Friday, September 11, 2009

I'm in the market for a horse


I want a pony. Fine, I'll take a horse. It's not that I need a horse, as in my host sister asking me, "Why do you need a horse?" It's that I want a horse, like any other 10-year-old.

Now before you start lecturing me, let me just say that since it was proven that I'm too irresponsible to care for three fish or a dog, I think a horse is a much better option. You should hear how Paraguayans talk about it. Just throw it in a barn and sprinkle a little hay on it.

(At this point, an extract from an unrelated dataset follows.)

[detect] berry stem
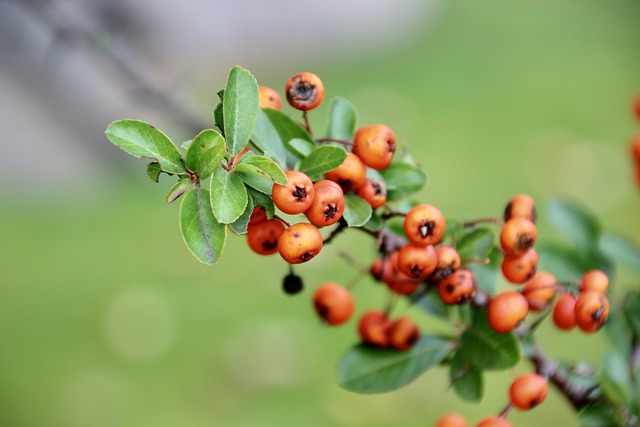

At first I thought it was crazy. Plus, people who have horses in Yataity are the Need Horses kind of people, wrangling things in the field. No one goes trotting through the countryside with the wind in their hair, silouetted against the wild flowers like they're posing for the cover of a romance novel.

So I thought my own fantasies were silly.

But then my host mom said I could just keep the horse at her mother's barn. And Oscar said the horse (Cloe?) could just eat the sugar cane they grow and graze in their field. Then I just happened to hop on the same Asuncion bus with my friend Nate, and, with a twinkle in his eye known only to the pony-owning, described the joy of taking care of the horse he'd just bought and how it's not even that much work or that expensive and it is instead "awesome."

And then, my host uncle told me about his horse who he used to ride and then sold, and that the guy who bought it now wants to sell this pretty, tame, riding horse (Princess?). Two million Guaranies ($434) for a horse with all the little horsie accessories and a "guarantee", which I don't know exactly what that means in Paraguay horse-talk, but it sounds good.

Part of me is grown up, and says, "No, you can not have a pony." To which the part of me that is still 10-years-old replies: "Says who?"

But I promise to think about it for at least two weeks, like an adult.